A patient, male or female, with a more subtle presentation of scapular winging can easily be misdiagnosed.
Sometimes, no winging is observed. When the subject is at rest, AND when the subject attempts a wall push-up (The 'up and over' scapular position is very stable).
Sexual dimorphism may explain why males with long thoracic nerve palsy are often easier to identify. Significant individual variation AND sexual dimorphism, together, make simple observation an inconsistent tool for diagnosis.
Beyond observation...
What clinical signs or symptoms might help identify a "shoulder" problem that is secondary to a primary thoracic pathology? (LTNP used as example here)
Overall weakness of the arm, especially when lifting overhead. No rotator cuff pathology.
We already understand 'weakness', but do not measure it in the clinic because this weakness stems from the thorax, and we do not have a reliable, recognized test that would clearly identify the muscle or muscles of origin.*
*A clinical test, described in my book one, Scapulothoracic Assessment in Three Simple Steps, can isolate serratus anterior - especially useful with strength ranges 0-3. However, the practitioner must understand how the scapula moves three-dimensionally on the thorax and have hands-on clinical skills to assess scapular position and movement.
We need a recognized 'gold standard' method of determining in vivo scapulothoracic movement. Until this becomes a reality, clinical testing is the only tool in the toolbox.
The YouTube video, from near the end of blog 7 (YouTube, blog 7), clearly demonstrates differences in rib stability and movement when the LTNP side is compared with the normal side.
The power of the kinetic chain is engaged as the ribs elevate during arm elevation. When the arm elevates independently, without this intimate connection to the thorax, it will be significantly weaker.
Non-specific arm weakness, especially overhead, will result when the arm is expected to work on its own. The arm CAN move overhead, but it feels heavier and tires easily because the real powerhouse it relies on is no longer on board. Continued attempts to use the arm will result in fatigue, and persistent use after the arm is tired leads to tissue inflammation due to poor compensatory mechanics.
Complaints of fatigue and/or shortness of breath - despite normal X-rays and no history of respiratory illness.
Women, with greater reliance on their intercostal muscles and their compensatory antigravity scapulothoacic muscles, are more likely to experience fatigue and shortness of breath due to loss of serratus anterior function.
The use of the intercostals and the diaphragm is sufficient for resting and sedentary activity. However, the accessory breathing muscles, especially the serratus anterior, provide the necessary rib elevation and stability during activity, especially work or sport that requires strong, overhead, or repetitive arm movement. Men of the same body height have a larger diaphragm and a more horizontal rib orientation, so the loss of accessory muscle use will have a smaller impact on their breathing effort.
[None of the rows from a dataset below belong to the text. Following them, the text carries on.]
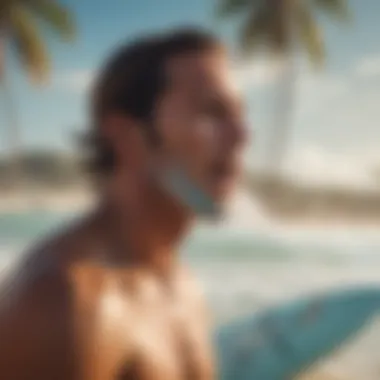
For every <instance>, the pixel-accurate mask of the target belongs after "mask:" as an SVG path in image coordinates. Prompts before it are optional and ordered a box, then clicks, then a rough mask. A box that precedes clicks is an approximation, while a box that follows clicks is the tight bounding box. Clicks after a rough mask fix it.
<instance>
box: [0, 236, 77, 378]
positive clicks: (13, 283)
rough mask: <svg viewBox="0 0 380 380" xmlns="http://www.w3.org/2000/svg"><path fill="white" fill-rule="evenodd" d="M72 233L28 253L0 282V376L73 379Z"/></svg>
mask: <svg viewBox="0 0 380 380" xmlns="http://www.w3.org/2000/svg"><path fill="white" fill-rule="evenodd" d="M75 233H76V232H75V229H74V230H70V232H63V233H59V234H58V235H57V236H55V237H53V238H51V239H49V241H46V242H44V243H42V244H40V245H39V246H38V247H35V248H34V249H32V250H31V251H30V253H28V254H26V255H25V256H24V258H23V259H22V260H21V262H20V263H19V265H18V266H17V267H15V268H14V269H13V270H12V273H10V274H9V276H8V277H7V278H6V280H5V282H3V283H2V284H1V289H0V341H1V344H0V357H1V358H2V360H0V378H14V379H20V380H21V379H22V380H24V379H30V380H34V379H37V378H38V379H40V380H45V379H48V378H49V379H50V378H56V379H61V376H62V379H63V378H65V379H68V380H70V379H71V378H73V376H74V375H73V373H72V372H73V371H74V369H73V365H74V358H73V357H70V355H71V353H74V352H75V350H74V349H73V347H74V346H75V342H74V341H73V339H74V334H73V321H74V318H73V317H74V316H73V286H72V282H71V281H70V276H69V268H70V260H67V259H65V256H68V257H70V255H71V254H72V253H71V251H70V250H73V249H75V238H74V237H75ZM54 368H55V369H54ZM57 370H58V371H60V372H59V375H58V374H57V372H56V371H57ZM27 376H28V377H27ZM49 376H50V377H49Z"/></svg>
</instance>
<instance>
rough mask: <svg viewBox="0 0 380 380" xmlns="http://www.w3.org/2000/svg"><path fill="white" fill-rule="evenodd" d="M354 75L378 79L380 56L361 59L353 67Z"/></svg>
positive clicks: (374, 56)
mask: <svg viewBox="0 0 380 380" xmlns="http://www.w3.org/2000/svg"><path fill="white" fill-rule="evenodd" d="M354 70H355V74H356V75H358V76H359V77H361V78H373V77H380V55H371V56H367V57H365V58H363V59H361V60H360V61H359V62H358V64H357V65H356V67H355V69H354Z"/></svg>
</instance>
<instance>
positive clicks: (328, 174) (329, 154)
mask: <svg viewBox="0 0 380 380" xmlns="http://www.w3.org/2000/svg"><path fill="white" fill-rule="evenodd" d="M379 163H380V154H379V153H378V152H377V151H376V150H363V151H359V150H357V151H355V152H354V151H352V152H346V153H344V152H342V151H340V152H339V151H333V150H328V149H326V148H324V147H322V146H318V145H311V144H310V145H304V146H302V147H299V148H298V149H297V150H295V151H294V152H293V153H292V156H291V158H290V159H289V161H288V164H287V170H288V172H289V173H290V174H291V175H292V176H293V177H294V178H297V179H299V180H301V181H305V182H307V183H312V184H315V185H325V184H328V185H335V186H347V187H350V188H357V189H362V188H366V189H370V188H375V187H376V188H378V185H379V184H378V181H377V180H376V179H375V178H374V177H373V176H372V170H373V169H374V168H376V167H377V166H378V165H379Z"/></svg>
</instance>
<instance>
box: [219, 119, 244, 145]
mask: <svg viewBox="0 0 380 380" xmlns="http://www.w3.org/2000/svg"><path fill="white" fill-rule="evenodd" d="M225 132H226V133H225V138H226V140H227V141H226V143H228V145H230V146H232V147H238V148H239V147H242V146H244V145H245V144H246V143H247V141H248V137H249V134H248V126H247V124H246V123H245V122H243V121H241V120H232V121H231V122H229V123H227V127H226V129H225Z"/></svg>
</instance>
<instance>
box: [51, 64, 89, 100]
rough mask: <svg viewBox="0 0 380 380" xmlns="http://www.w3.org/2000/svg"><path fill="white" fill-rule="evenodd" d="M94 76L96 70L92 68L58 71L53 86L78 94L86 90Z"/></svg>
mask: <svg viewBox="0 0 380 380" xmlns="http://www.w3.org/2000/svg"><path fill="white" fill-rule="evenodd" d="M93 78H94V71H93V70H90V69H75V70H68V71H63V72H60V73H58V74H57V75H56V76H55V78H54V80H53V86H55V87H59V88H61V89H64V90H67V91H71V92H74V93H77V94H82V93H84V92H86V91H87V90H88V89H89V87H90V86H91V83H92V81H93Z"/></svg>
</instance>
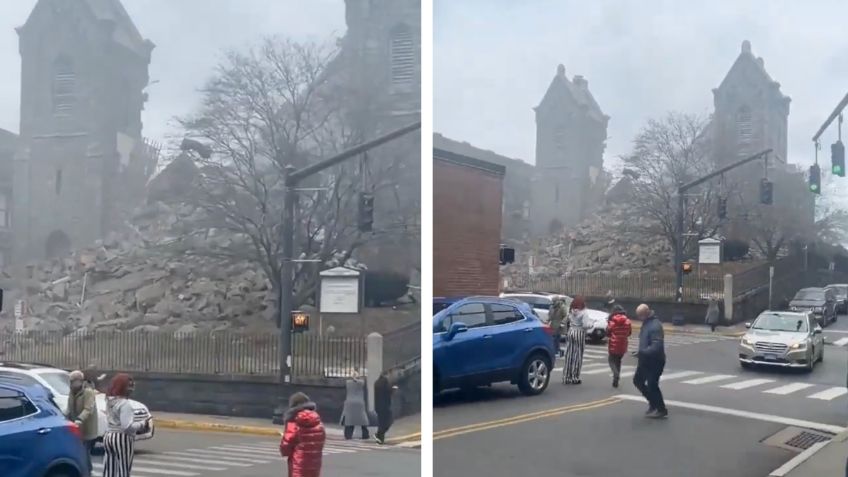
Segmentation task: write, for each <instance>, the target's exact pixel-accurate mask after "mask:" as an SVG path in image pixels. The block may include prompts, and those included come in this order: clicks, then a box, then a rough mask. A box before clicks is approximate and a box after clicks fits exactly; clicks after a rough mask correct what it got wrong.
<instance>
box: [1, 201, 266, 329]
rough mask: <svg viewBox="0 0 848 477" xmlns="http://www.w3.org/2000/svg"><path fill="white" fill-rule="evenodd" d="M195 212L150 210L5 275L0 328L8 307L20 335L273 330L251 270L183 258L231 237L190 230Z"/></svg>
mask: <svg viewBox="0 0 848 477" xmlns="http://www.w3.org/2000/svg"><path fill="white" fill-rule="evenodd" d="M197 215H198V211H197V210H195V209H192V207H190V206H185V205H180V206H168V205H165V204H163V203H160V202H157V203H154V204H151V205H146V206H144V207H142V208H139V209H138V210H137V211H136V213H135V214H134V215H133V217H132V219H131V220H130V221H128V222H127V224H125V228H124V230H122V231H120V232H115V233H112V234H110V236H109V237H107V238H106V239H104V240H101V241H98V242H96V243H95V244H94V246H92V247H89V248H85V249H81V250H76V251H74V252H73V253H72V254H71V255H70V256H68V257H66V258H62V259H53V260H49V261H44V262H40V263H33V264H29V265H25V266H12V267H8V268H7V269H5V270H4V273H3V276H2V286H3V288H4V289H5V290H7V293H6V300H5V301H6V304H5V305H4V312H3V315H4V318H6V319H3V320H0V321H2V322H3V327H4V328H6V329H7V330H8V329H9V328H10V326H14V325H13V323H14V320H13V319H12V316H13V314H14V308H15V304H16V303H18V301H19V300H23V307H19V309H20V311H22V312H23V313H22V315H23V324H24V328H25V329H36V330H55V331H64V332H70V331H76V330H145V331H160V330H161V331H173V332H191V331H206V330H227V329H238V330H239V331H254V332H262V331H266V330H271V329H273V328H274V320H273V319H272V317H273V309H274V307H273V301H272V300H273V298H274V297H273V294H272V292H271V285H270V282H269V281H268V279H267V278H266V276H265V274H264V273H263V272H262V270H261V269H260V268H259V267H258V266H256V265H255V264H253V263H250V262H246V261H242V262H230V261H224V260H220V259H215V258H211V257H209V256H208V255H203V254H193V253H185V252H186V251H189V250H192V249H193V248H199V247H201V246H209V245H210V244H213V245H215V244H217V245H230V244H231V243H232V240H234V239H233V238H232V236H227V235H225V234H220V233H219V234H213V235H212V236H210V235H209V234H205V235H203V236H197V235H196V233H193V231H192V230H190V228H191V227H190V225H189V224H191V223H192V220H191V219H192V217H194V216H197Z"/></svg>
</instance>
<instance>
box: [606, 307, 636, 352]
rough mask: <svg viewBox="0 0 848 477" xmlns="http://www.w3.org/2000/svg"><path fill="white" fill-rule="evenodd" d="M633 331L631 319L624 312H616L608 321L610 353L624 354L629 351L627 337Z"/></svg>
mask: <svg viewBox="0 0 848 477" xmlns="http://www.w3.org/2000/svg"><path fill="white" fill-rule="evenodd" d="M632 332H633V327H632V326H631V325H630V320H629V319H627V315H625V314H624V313H616V314H615V315H612V317H611V318H610V319H609V321H608V322H607V336H609V340H608V341H609V353H610V354H614V355H624V353H626V352H627V338H629V337H630V334H631V333H632Z"/></svg>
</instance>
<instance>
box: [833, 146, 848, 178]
mask: <svg viewBox="0 0 848 477" xmlns="http://www.w3.org/2000/svg"><path fill="white" fill-rule="evenodd" d="M830 161H831V164H832V165H831V171H832V172H833V175H835V176H839V177H845V146H844V145H843V144H842V141H836V142H835V143H833V144H832V145H831V146H830Z"/></svg>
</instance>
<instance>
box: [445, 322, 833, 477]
mask: <svg viewBox="0 0 848 477" xmlns="http://www.w3.org/2000/svg"><path fill="white" fill-rule="evenodd" d="M843 330H844V332H843V333H839V331H843ZM826 333H827V338H828V341H830V342H832V341H834V340H833V338H832V337H831V335H839V336H840V338H842V337H848V318H846V317H844V316H843V317H841V318H840V321H839V322H838V323H837V324H835V325H831V326H830V327H828V328H827V331H826ZM666 341H667V347H666V352H667V355H668V362H667V365H666V371H665V376H666V377H667V378H666V379H665V380H664V381H663V383H662V385H661V387H662V389H663V392H664V394H665V398H666V400H667V401H668V402H669V403H668V404H669V406H668V407H669V410H670V417H669V419H667V420H661V421H654V420H648V419H645V418H644V417H643V413H644V411H645V410H646V407H647V406H646V404H645V402H644V400H642V399H641V396H640V395H639V392H638V391H637V390H636V389H635V388H634V386H633V384H632V382H631V378H630V376H626V377H623V379H622V385H621V387H620V388H619V389H613V388H612V386H611V378H610V377H609V375H608V369H607V368H606V358H605V353H606V348H605V346H603V345H602V346H587V356H586V362H585V364H584V374H583V384H582V385H578V386H574V385H569V386H565V385H562V384H561V383H560V379H561V371H559V370H557V372H556V373H555V375H554V377H553V379H552V381H551V384H550V387H549V388H548V390H547V391H546V392H545V393H544V394H542V395H541V396H536V397H532V398H528V397H524V396H521V395H520V394H519V393H518V391H517V390H516V389H514V388H513V387H511V386H509V385H496V386H492V387H490V388H481V389H478V390H475V391H474V392H472V393H470V394H463V393H461V392H449V393H445V394H443V395H441V396H438V397H437V398H436V399H435V409H434V413H433V414H434V424H433V425H434V432H435V436H434V444H433V445H434V450H433V452H434V470H435V472H434V475H436V476H444V477H447V476H452V475H463V476H469V477H475V476H480V477H483V476H514V475H522V474H523V473H527V472H528V471H532V472H533V474H534V475H558V476H566V477H578V476H579V477H590V476H591V477H616V476H643V475H644V476H648V475H650V476H656V477H679V476H681V475H686V476H687V477H701V476H703V477H708V476H710V477H713V476H722V477H758V476H762V477H765V476H767V475H768V474H769V472H771V471H772V470H774V469H776V468H778V467H780V466H781V465H782V464H783V463H785V462H786V461H788V460H789V459H791V458H792V457H794V456H795V455H796V453H797V452H793V451H790V450H786V449H784V448H779V447H774V446H771V445H766V444H764V443H761V441H763V440H764V439H767V438H769V437H771V436H772V435H774V434H775V433H777V432H778V431H782V430H784V429H786V428H787V427H788V426H790V425H791V426H796V427H802V428H812V429H816V430H822V431H830V432H834V431H837V430H839V429H840V428H841V427H843V426H845V423H846V418H845V411H846V406H848V393H846V390H845V384H846V363H848V346H846V347H843V346H836V345H830V346H828V347H827V348H826V350H825V361H824V363H822V364H819V365H817V367H816V369H815V370H814V372H813V373H811V374H804V373H803V372H787V371H769V370H762V369H758V370H751V371H748V370H743V369H741V367H740V366H739V364H738V362H737V361H736V349H737V343H738V339H737V338H726V337H725V338H723V337H720V336H716V335H697V336H693V335H672V334H667V335H666ZM847 342H848V341H847ZM631 345H632V346H635V343H632V344H631ZM624 365H625V368H624V372H625V373H627V372H628V371H629V372H631V373H632V369H633V368H632V367H633V366H634V365H635V362H634V361H633V360H632V358H630V357H627V358H625V362H624ZM561 366H562V364H561V361H560V362H559V363H558V366H557V367H561Z"/></svg>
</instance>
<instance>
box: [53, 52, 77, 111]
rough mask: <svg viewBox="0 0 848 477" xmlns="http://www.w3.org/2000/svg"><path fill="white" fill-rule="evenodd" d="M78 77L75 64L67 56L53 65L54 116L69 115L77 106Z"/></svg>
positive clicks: (53, 107)
mask: <svg viewBox="0 0 848 477" xmlns="http://www.w3.org/2000/svg"><path fill="white" fill-rule="evenodd" d="M76 82H77V75H76V73H75V72H74V63H73V61H71V59H70V58H68V57H67V56H64V55H62V56H60V57H59V58H57V59H56V61H55V62H54V63H53V85H52V87H53V95H52V97H53V114H56V115H68V114H70V113H71V111H73V109H74V106H75V105H76V102H77V98H76Z"/></svg>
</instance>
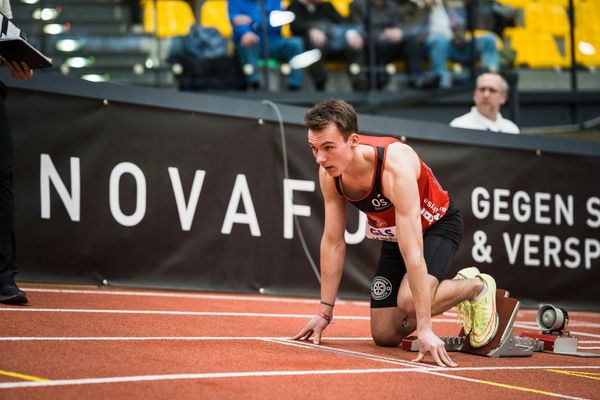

Fatigue is a difficult symptom to measure because it is subjective in nature.
A subtle increase in respiratory effort, combined with an undetectable but nearly constant use of compensatory antigravity scapulothoracic muscles, will increase overall energy cost. Like a slow leak, this nearly imperceptible, ongoing drain on reserves will result in symptoms. Individual variables apply, but fatigue and pain are real.
Put our new perspective into the clinical frame...
A healthy, older, active woman reports arm weakness, shortness of breath and fatigue. Reported shoulder/arm pain is variable*. Diagnostic testing for rotator cuff pathology is negative...
*LTNP + a sedentary lifestyle = may report no pain. LTNP + an active work/sports lifestyle and/or overachiever, AA personality...will likely work through pain until failure...
Let's put this valuable research to the test and start changing how we look and listen.